Par Yves Godbout, CA·TI, CA·CISA
Illustration : Blair Kelly

Semblable à l’informatique à la demande, la virtualisationen entreprise comporte de nombreux avantages.

La plupart d’entre nous avons aujourd’hui un ordinateur assez performant pour prendre en charge presque toutes les applications dont nous avons besoin. Par ailleurs, s’assurer d’avoir le matériel et les pilotes qui conviennent, de même qu’une application compatible avec son système d’exploitation est parfois difficile. Dans une entreprise, on trouve toujours une diversité de ressources matérielles et d’utilisateurs ayant des exigences différentes.
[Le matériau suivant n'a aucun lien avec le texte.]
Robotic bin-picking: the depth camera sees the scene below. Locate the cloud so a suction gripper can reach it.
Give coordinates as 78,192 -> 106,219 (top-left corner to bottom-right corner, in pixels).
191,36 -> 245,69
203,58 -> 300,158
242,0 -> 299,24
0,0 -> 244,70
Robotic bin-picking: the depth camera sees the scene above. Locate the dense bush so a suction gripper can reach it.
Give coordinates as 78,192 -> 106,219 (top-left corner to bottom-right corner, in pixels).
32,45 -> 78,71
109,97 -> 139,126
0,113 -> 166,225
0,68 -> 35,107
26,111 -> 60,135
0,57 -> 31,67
Sans être une nouvelle technologie, la virtualisation est de plus en plus accessible et mérite que les entreprises s’y intéressent. Couramment utilisée dans les ordinateurs centraux IBM dans les années 1970, elle est de plus en plus présente dans l’environnement PC et a des incidences sur les serveurs, les ordinateurs et les applications.

En novembre 2006, IDC, société de premier plan de recherche en technologies de l’information, estimait que 45 % de tous les serveurs achetés en 2006 seraient virtuels, et que la technologie est utilisée par les trois quarts des entreprises comptant plus de 500 employés. Elle convient également aux entreprises de plus petite taille.
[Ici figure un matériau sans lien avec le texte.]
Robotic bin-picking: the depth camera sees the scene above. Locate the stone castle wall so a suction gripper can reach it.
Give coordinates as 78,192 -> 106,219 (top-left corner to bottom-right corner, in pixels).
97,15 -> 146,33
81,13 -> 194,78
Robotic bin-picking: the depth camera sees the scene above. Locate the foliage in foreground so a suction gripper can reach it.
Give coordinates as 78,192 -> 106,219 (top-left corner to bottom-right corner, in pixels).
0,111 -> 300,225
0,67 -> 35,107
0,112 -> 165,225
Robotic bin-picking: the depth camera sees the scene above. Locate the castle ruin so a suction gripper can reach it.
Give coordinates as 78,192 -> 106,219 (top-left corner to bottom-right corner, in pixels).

La virtualisation peut prendre de nombreuses formes

Elle permet essentiellement de faire fonctionner, sur une seule machine, de nombreuses plateformes ou systèmes d’exploitation, et d’utiliser plus efficacement la capacité du matériel. Chacun de ces systèmes d’exploitation fonctionne à l’intérieur de son périmètre de sécurité. La virtualisation favorise une meilleure répartition des ressources, permet la migration en ligne d’applications d’un serveur à un autre, et offre aux développeurs un environnement plus sûr pour déboguer et tester de nouvelles applications.
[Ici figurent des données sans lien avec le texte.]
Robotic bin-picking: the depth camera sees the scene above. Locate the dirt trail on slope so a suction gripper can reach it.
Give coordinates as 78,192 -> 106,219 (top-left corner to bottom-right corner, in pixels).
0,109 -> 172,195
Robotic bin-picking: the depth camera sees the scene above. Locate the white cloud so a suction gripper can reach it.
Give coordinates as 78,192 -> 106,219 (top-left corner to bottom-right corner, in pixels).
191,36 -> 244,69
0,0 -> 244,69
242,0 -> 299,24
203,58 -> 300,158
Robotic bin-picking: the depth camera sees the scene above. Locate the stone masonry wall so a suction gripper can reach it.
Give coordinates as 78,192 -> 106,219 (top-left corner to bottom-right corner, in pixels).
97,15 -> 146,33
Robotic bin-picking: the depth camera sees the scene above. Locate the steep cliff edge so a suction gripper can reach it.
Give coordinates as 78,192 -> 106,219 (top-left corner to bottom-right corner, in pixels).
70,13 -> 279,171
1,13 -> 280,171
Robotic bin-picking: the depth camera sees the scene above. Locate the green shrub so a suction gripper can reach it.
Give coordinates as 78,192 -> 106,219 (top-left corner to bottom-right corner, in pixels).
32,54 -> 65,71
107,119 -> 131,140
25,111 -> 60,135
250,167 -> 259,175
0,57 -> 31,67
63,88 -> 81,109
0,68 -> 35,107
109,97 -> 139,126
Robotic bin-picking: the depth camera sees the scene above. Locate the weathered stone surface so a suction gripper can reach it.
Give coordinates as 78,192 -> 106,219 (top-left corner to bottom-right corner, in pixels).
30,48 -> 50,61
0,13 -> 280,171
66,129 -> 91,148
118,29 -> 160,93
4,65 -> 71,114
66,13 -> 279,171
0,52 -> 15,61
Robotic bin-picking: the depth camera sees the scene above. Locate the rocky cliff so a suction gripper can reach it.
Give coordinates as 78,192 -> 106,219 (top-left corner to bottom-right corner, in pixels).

Les principales solutions de virtualisation s’appuient sur un logiciel allégé appelé hyperviseur, qui se superpose au système d’exploitation principal et supervise la répartition des ressources à chacun des systèmes d’exploitation invités. Microsoft et VMware, chef de file du marché, mettent au point et commercialisent des hyperviseurs brevetés. L’hyperviseur à code source ouvert Xen, utilisé par XenSource et Virtual Iron, est leur concurrent.

La commercialisation de la virtualisation se justifie aisément, d’abord parce qu’elle peut réduire le coût total de possession et offrir un bon rendement du capital investi. Pour de plus amples renseignements sur les facteurs justifiant la commercialisation de la virtualisation, on peut se rendre sur le site de CAmagazine à l’adresse camagazine.com/virtualisation.

La virtualisation est semblable à l’informatique à la demande. Il s’agit d’ajouter du matériel au niveau central et d’utiliser plus efficacement le matériel dans l’entreprise, simplifiant et assouplissant ainsi la planification de nouvelles applications et de nouvelles machines. Le centre informatique peut mieux tenir compte des besoins des clients; créer un nouveau serveur devient aussi facile que copier un fichier dans un serveur et démarrer une instance.

Les principaux avantages se font sentir dans les domaines où la virtualisation peut être mise en œuvre, notamment la consolidation de serveurs, les environnements de tests ou de laboratoire, la reprise sur sinistre et l’informatique à haute disponibilité.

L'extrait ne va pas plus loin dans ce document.